Epigenetic regulation, driven by the dynamic interplay between the genome and the environment, is a cornerstone of development and disease. The Ren Lab investigates how gene activity is modulated through DNA methylation, histone modifications, and non-coding RNAs, with a primary focus on higher-order chromatin architecture. We were among the first to establish phase separation as a fundamental mechanism governing the spatial organization of epigenetic information. To dissect these processes, we pioneered live-cell single-molecule tracking to quantify epigenetic dynamics in real time. Our multidisciplinary approach integrates high-resolution imaging with cutting-edge genomics (CUT&RUN, Micro-C, Hi-C), proteomics, and CRISPR/Cas9 engineering to address the most pressing questions in chromatin biology.
Ongoing Research Topics:
1. Exploring the Roles of Phase Separation in Gene Regulation: Our lab has been at the forefront of defining how Polycomb group (PcG) proteins organize chromatin through phase separation (JBC, 2018). We have demonstrated that these phase-separated environments accelerate the target search process (Cell Reports, 2020) and assemble in a precise, composition- and concentration-dependent manner (Cell Reports, 2023). Most recently, we revealed that phase separation is a critical regulator of the deposition and spreading of the H3K27me3 mark (Molecular Cell, 2026). Together, these findings provide a foundation for our current research: investigating how phase separation dictates gene expression programs and contributes to development and disease.

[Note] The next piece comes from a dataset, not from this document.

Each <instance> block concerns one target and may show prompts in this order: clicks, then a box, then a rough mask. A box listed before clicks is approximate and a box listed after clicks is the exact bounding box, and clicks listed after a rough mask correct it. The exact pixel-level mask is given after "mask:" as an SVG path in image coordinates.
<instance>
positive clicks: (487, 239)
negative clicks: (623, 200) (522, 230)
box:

2. Single-Molecule Imaging of Epigenetic Processes: Epigenetic regulation is a highly dynamic process that requires factors to efficiently locate and bind specific chromatin targets. Observing these interactions in real-time is essential to understanding how regulatory functions are executed. Using live-cell single-molecule tracking, we discovered that CBX-PRC1 complexes are targeted to chromatin via dual recognition of H3K27me3 and DNA (eLife, 2016). Our research further revealed that the H3K27M mutation in DIPG brain tumors disrupts the PRC2 target-search process, a finding that challenged the prevailing ‘trap’ mechanism (Nature Communications, 2018). We also demonstrated that phase separation significantly enhances target-search efficiency (Cell Reports, 2020, and Molecular Cell, 2026). By continually advancing these single-molecule techniques, we visualize and quantify epigenetic mechanisms with unprecedented resolution.

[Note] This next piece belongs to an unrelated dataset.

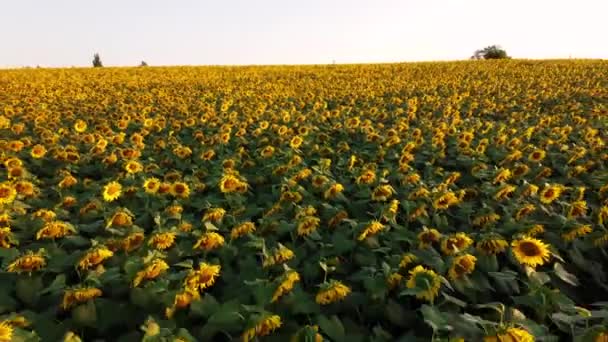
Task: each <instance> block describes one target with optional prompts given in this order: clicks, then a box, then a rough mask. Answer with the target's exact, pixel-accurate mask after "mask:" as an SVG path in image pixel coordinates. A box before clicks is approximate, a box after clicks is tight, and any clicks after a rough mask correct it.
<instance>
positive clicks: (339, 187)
mask: <svg viewBox="0 0 608 342" xmlns="http://www.w3.org/2000/svg"><path fill="white" fill-rule="evenodd" d="M342 191H344V186H343V185H342V184H340V183H335V184H332V185H331V186H330V187H329V188H328V189H327V190H325V193H324V194H323V197H324V198H325V199H330V198H334V197H336V195H338V194H339V193H342Z"/></svg>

3. Epigenetic Mechanisms in Cancers: Diffuse Intrinsic Pontine Gliomas (DIPGs) are primarily driven by the H3.3K27M oncohistone mutation, yet the precise impact on PcG protein function has remained elusive. Our research has provided critical mechanistic insights into this pathology: we demonstrated that H3.3K27M prolongs both the residence and search times of EZH2, while selectively increasing the search time and decreasing the bound fraction of CBX7 (Nature Communications, 2018). Building on our discovery that phase separation governs the spatial organization of PcG proteins (Cell Reports, 2023) and is essential for H3K27me3 deposition (Molecular Cell, 2026), we are currently investigating how the disruption of phase separation contributes to the epigenetic dysregulation observed in DIPG.